Une aide à la rénovation
Petit propriétaire d’une maison près de Calais, Maxime, 39 ans, attend la fin des travaux commencés il y a près d’un mois. Le toit est recouvert de tuiles neuves, contrastant avec l’annexe vétuste de ces anciennes étables transformées en logement dans les années 20. De la laine de bois d’une épaisseur de 30 cm a été posée le long des murs pour isoler le bâtiment du froid et de la chaleur. La VMC, la porte, les fenêtres en double vitrage, des Velux avec stores occultants et des volets roulants ont été installés pour compléter. En ce début de canicule, la maison reste au frais.
« L’été dernier, c’était pas possible de dormir en haut. Il faisait entre 29 et 30°C », explique Maxime. Les chambres se trouvent directement sous les toits. Avec sa fille de 7 ans, ils étaient contraints de migrer au rez-de-chaussée dans l’étroit salon pour dormir : elle dans le canapé et lui dans un matelas attenant avec le chien. L’hiver, également, il fallait batailler : « Ma fille ne voulait pas aller à la douche parce qu’elle disait qu’elle avait froid. » Par 0°C à l’extérieur, la maison se maintenait à… 7°C pour 77% de taux d’humidité.
Maxime tient sa maison de ses parents et espère à son tour la léguer en bon état à sa fille. Mais avec un mi-temps de 15h par semaine en tant que chauffeur-accompagnateur et un salaire de 700 euros par mois, il le sait, il ne pourra pas financer les travaux. C’est grâce au Réseau EcoHabitat qu’il a pu réaliser le chantier d’une vie.
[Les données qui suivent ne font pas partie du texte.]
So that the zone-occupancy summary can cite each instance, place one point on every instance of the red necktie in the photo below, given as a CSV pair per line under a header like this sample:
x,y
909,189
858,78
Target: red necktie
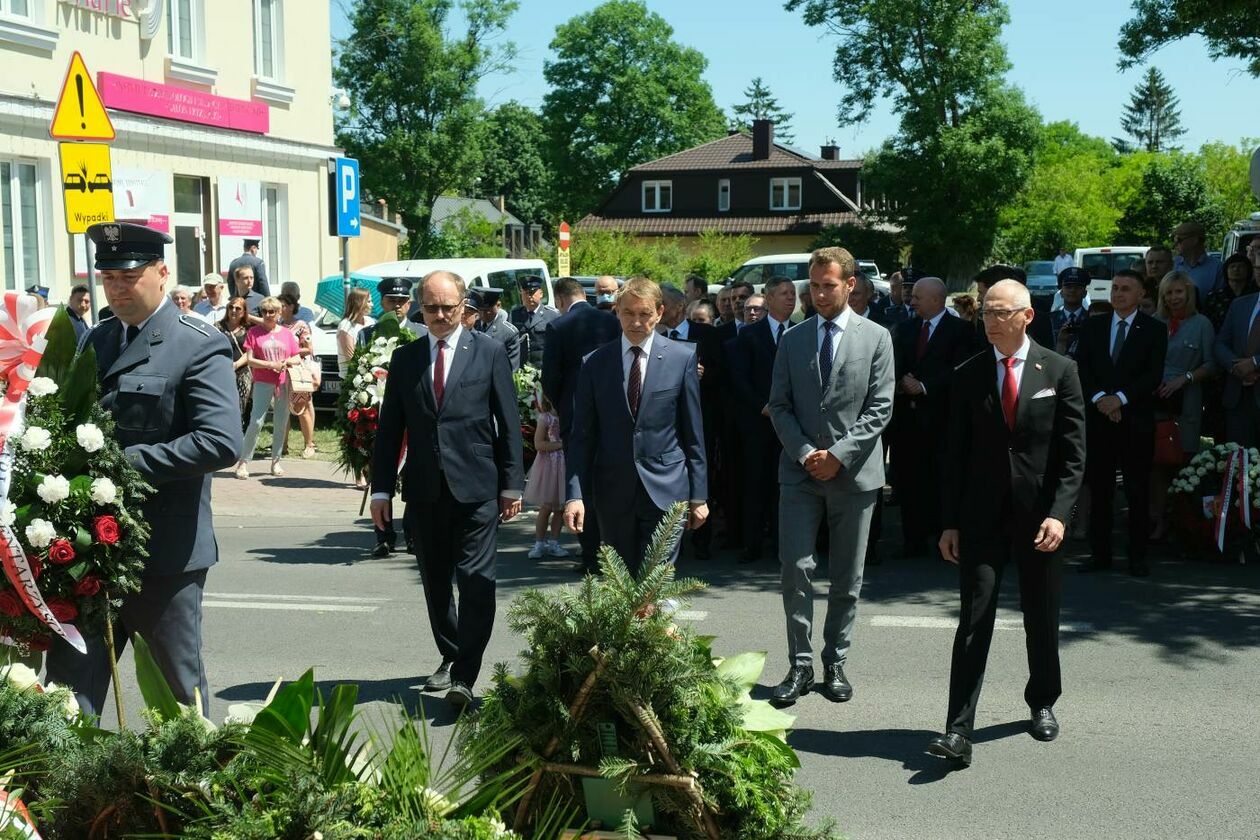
x,y
1009,392
440,375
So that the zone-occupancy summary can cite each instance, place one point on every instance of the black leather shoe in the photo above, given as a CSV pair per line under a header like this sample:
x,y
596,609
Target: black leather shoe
x,y
951,747
440,680
1043,726
836,685
799,680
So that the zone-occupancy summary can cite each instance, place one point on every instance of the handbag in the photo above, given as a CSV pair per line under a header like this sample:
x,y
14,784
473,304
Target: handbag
x,y
1168,451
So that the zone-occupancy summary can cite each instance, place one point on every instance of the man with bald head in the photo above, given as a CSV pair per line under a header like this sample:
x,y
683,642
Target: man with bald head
x,y
927,349
1013,467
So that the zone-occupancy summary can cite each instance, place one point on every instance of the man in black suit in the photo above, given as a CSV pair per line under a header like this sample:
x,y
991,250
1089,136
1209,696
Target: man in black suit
x,y
568,340
1014,465
1122,360
752,364
927,348
452,397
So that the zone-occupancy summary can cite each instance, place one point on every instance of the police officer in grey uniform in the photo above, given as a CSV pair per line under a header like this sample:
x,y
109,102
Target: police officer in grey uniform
x,y
494,321
531,319
166,379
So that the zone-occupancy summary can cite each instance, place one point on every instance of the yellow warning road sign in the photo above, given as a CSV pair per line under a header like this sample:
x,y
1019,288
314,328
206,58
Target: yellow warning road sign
x,y
87,184
80,113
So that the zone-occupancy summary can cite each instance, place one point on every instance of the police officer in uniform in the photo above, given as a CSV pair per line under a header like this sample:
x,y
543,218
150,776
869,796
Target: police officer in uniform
x,y
494,321
531,320
168,380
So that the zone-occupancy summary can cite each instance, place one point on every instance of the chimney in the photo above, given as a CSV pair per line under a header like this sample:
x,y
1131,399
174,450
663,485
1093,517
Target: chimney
x,y
762,139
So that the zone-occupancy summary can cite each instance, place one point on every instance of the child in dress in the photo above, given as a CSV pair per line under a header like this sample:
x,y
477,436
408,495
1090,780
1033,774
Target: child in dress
x,y
546,485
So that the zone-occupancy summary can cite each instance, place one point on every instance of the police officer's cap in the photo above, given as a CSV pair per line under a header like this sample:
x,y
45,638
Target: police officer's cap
x,y
122,244
1074,276
395,287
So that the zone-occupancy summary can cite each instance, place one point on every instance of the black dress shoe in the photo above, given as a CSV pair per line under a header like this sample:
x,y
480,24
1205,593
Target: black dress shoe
x,y
836,686
1043,726
953,747
440,680
799,680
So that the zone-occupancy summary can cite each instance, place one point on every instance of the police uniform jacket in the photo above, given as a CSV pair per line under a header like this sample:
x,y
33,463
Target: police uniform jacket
x,y
178,417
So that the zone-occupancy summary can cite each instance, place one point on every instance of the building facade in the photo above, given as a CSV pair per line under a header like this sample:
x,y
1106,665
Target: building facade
x,y
223,119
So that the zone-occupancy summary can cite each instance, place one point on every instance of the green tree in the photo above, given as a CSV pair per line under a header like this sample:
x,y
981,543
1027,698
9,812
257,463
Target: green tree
x,y
759,103
965,140
415,120
1231,28
514,163
1153,116
1173,189
623,92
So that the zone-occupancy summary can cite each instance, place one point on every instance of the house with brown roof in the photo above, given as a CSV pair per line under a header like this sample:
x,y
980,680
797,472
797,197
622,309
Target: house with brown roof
x,y
744,183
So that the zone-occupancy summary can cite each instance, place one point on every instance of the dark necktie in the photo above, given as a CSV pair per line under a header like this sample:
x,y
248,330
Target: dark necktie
x,y
827,355
1009,392
634,385
1120,329
440,374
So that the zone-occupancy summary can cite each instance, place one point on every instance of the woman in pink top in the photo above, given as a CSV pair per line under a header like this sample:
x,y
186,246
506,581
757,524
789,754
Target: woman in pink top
x,y
272,349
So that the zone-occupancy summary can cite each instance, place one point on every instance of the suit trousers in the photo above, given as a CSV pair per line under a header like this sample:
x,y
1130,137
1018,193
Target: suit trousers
x,y
629,532
980,569
803,508
166,612
1129,447
455,543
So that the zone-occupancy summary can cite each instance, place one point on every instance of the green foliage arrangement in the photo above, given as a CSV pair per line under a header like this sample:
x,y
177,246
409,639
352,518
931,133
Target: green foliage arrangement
x,y
606,658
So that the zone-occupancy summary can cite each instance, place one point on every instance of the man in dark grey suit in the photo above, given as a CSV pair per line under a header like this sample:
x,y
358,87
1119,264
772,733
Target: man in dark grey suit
x,y
168,380
638,433
451,394
829,402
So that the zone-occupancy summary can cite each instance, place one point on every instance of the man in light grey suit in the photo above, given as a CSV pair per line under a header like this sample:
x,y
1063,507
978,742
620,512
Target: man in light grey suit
x,y
829,402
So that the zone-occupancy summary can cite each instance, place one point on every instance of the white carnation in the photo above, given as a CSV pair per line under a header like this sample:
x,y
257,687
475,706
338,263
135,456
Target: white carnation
x,y
53,489
35,438
42,387
40,533
103,493
90,437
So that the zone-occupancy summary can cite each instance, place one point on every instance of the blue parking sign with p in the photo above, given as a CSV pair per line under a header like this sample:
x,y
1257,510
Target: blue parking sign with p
x,y
345,197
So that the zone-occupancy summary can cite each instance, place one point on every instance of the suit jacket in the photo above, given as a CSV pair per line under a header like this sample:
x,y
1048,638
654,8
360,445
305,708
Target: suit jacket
x,y
663,448
843,416
570,339
1139,370
177,414
1002,482
474,438
1231,344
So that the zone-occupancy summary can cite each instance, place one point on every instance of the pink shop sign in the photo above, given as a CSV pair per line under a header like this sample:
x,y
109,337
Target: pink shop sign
x,y
126,93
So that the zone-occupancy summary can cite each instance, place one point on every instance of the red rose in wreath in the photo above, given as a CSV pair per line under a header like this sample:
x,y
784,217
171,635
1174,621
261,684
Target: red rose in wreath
x,y
105,529
61,552
10,603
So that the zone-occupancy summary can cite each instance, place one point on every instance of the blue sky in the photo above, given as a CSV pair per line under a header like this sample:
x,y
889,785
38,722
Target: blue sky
x,y
1062,53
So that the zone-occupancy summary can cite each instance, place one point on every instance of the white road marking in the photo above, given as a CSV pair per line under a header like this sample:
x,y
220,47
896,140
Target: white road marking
x,y
931,622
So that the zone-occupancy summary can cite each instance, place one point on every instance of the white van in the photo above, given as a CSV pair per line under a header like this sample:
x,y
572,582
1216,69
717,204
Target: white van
x,y
1103,263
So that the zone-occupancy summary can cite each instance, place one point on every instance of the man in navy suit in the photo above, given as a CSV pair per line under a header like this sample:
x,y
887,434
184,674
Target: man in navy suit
x,y
752,364
568,340
451,394
638,438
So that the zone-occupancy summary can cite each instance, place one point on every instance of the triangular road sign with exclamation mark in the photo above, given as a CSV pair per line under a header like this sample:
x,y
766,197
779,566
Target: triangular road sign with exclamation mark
x,y
80,113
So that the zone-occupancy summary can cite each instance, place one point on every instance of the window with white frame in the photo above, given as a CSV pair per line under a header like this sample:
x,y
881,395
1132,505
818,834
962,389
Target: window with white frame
x,y
269,39
784,193
275,226
20,222
658,197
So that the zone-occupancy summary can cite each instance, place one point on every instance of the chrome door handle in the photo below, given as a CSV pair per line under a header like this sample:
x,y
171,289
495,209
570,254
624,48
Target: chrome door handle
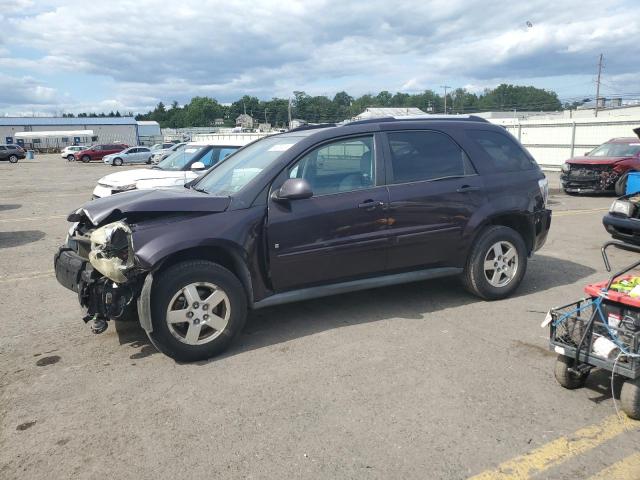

Coût total : 80 000 euros. Lui n’a pas déboursé plus de 1000 euros. L’intégralité des frais a été prise en charge par divers aides (Prime pour un logement décent de l’ANAH – Agence nationale de l’habitat –, aides de la commune, aides contre l’exclusion énergétique, prime de sortie de passoire énergétique…). « Ils ont cartonné ! », s’enthousiasme-t-il.
180 familles sont accompagnées par le Réseau EcoHabitat entre Compiègne et la région de Landretun-le-Nord (Pas-de-Calais). Pour chacune, le même processus : « On fait un diagnostic social et à partir des besoins sociaux, on construit un programme de travaux, explique le fondateur de Réseau EcoHabitat, Franck Billeau. Pour les personnes âgées en situation de vulnérabilité dans leur logement, par exemple, on adapte leur logement en fonction de leur situation de handicap. On ne peut pas épaissir les murs si le fauteuil roulant ne passe pas ». Compter sept à huit dossiers de subvention par projet pour un montant moyen de 85 000 euros de travaux, dont un reste à charge calculé selon les moyens du ménage.
Le Réseau EcoHabitat, partenaire du Secours Catholique, s’est fait une spécialité d’accompagner les propriétaires les plus modestes pour lesquels la charge administrative et le coût des travaux rendraient quasiment impossible la rénovation de leur logement. Au contraire, Franck Billeau insiste : « On doit accomplir des gros travaux pour faire en sorte que les gens vivent plus longtemps et le plus longtemps dans leur logement parce qu’ils ont des petites ressources. »
En attendant la fin du chantier, Maxime s’est installé dans une caravane posée dans le jardin entre le trampoline et les hortensias. Ce sont les beaux-parents de son frère qui la lui ont prêtée. L’habitacle est propre et bien entretenu. Seuls bémols : des toilettes indisponibles et une chaleur étouffante. Un moindre mal en attendant de pouvoir réinvestir sa maison. « On est propriétaires en indivision avec mon frère. Mais comme c’est moi qui ai trouvé le Réseau EcoHabitat, il a dit : on fera les papiers pour que ce soit ta maison », se réjouit-t-il déjà. Une rénovation pour passer l’été et transmettre plus tard un logement adapté au réchauffement climatique.